Голем-великан метит навстречу мне острием гигантского меча, словно цельнокованой пикой, то ли в забрало, то ли в горло. Конём мне его не стоптать, значит, пустим в ход одну лишь острую сталь. Только бы не пропустить миг атаки! Вот он, – и острие великаньего клинка скрежещет по гарде и пяте моего меча. С лязгом я отталкиваю его оружие, занося свой клинок – хватит ли силы в замахе? И с тем звуком, который только и может вырваться сейчас из моей глотки, бью наотмашь – и назад, во всё плечо! Лязг сменяется треском, и в руке моей – один лишь эфес: клинок сломался в пяте о крепкое как щит ребро наплечника. Вот только до этого он рассёк чудищу шею!

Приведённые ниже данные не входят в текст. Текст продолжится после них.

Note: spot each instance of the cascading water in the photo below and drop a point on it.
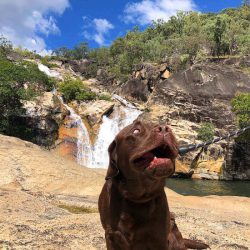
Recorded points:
(96, 156)
(48, 72)
(120, 118)
(84, 149)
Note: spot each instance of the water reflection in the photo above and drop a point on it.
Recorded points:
(209, 187)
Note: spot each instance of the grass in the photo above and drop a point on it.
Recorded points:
(78, 210)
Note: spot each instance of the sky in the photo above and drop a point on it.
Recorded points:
(44, 25)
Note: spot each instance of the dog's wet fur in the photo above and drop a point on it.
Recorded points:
(133, 206)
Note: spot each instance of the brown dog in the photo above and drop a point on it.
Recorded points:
(133, 206)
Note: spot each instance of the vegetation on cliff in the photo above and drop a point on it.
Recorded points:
(75, 89)
(205, 35)
(241, 106)
(19, 80)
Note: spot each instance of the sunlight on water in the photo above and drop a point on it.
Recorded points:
(120, 118)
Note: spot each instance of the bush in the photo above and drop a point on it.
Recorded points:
(85, 96)
(241, 106)
(74, 89)
(18, 81)
(46, 61)
(24, 72)
(206, 132)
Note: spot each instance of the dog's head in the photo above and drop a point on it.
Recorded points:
(143, 150)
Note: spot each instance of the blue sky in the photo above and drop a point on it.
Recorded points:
(44, 25)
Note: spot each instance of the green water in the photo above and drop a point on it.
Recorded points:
(209, 187)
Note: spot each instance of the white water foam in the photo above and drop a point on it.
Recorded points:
(120, 118)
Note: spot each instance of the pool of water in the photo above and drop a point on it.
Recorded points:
(209, 187)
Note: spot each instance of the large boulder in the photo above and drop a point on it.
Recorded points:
(143, 80)
(43, 117)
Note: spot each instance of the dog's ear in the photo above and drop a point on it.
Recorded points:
(112, 169)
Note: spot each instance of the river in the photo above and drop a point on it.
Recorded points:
(209, 187)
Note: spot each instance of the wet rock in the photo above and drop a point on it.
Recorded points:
(95, 110)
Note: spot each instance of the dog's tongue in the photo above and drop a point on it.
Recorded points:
(158, 162)
(148, 156)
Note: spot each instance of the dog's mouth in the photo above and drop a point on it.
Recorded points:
(157, 162)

Но и обезглавленное, его тело продолжает стоять!
Выпустив из цепенеющих пальцев то, что осталось от славного моего меча, подымаю забрало и срываю подбородник. Мне уже случалось, вырвавшись из схватки, ЕСТЬ воздух, но никогда я ещё не ощущал его ВКУС! Замечаю теперь, что творится вокруг: за пределами поля стоит такой гам, будто там идёт резня как во взятой штурмом крепости! Вот и королевская стража вместе с оруженосцами бежит к безголовому чудищу, да, кажется, и ко мне. Нет, право, это дело стоит закончить. Подъезжаю к мёртовому остову моего противника, спешиваюсь – кто-то, кажется, Одомар, берёт Назира под уздцы, – и наклоняюсь к тому, во что вонзился мой чекан. Крепко наступив ногой, вырываю мой честный молот из этого паскудства и с размаха всаживаю истукану в наколенник, разнося в клочья его и то, что под ним. Потом крепкий толчок плечом в рёбра – или что там Кукольник упрятал ему под латы, – и колдовская плоть наконец валится наземь. Кончено!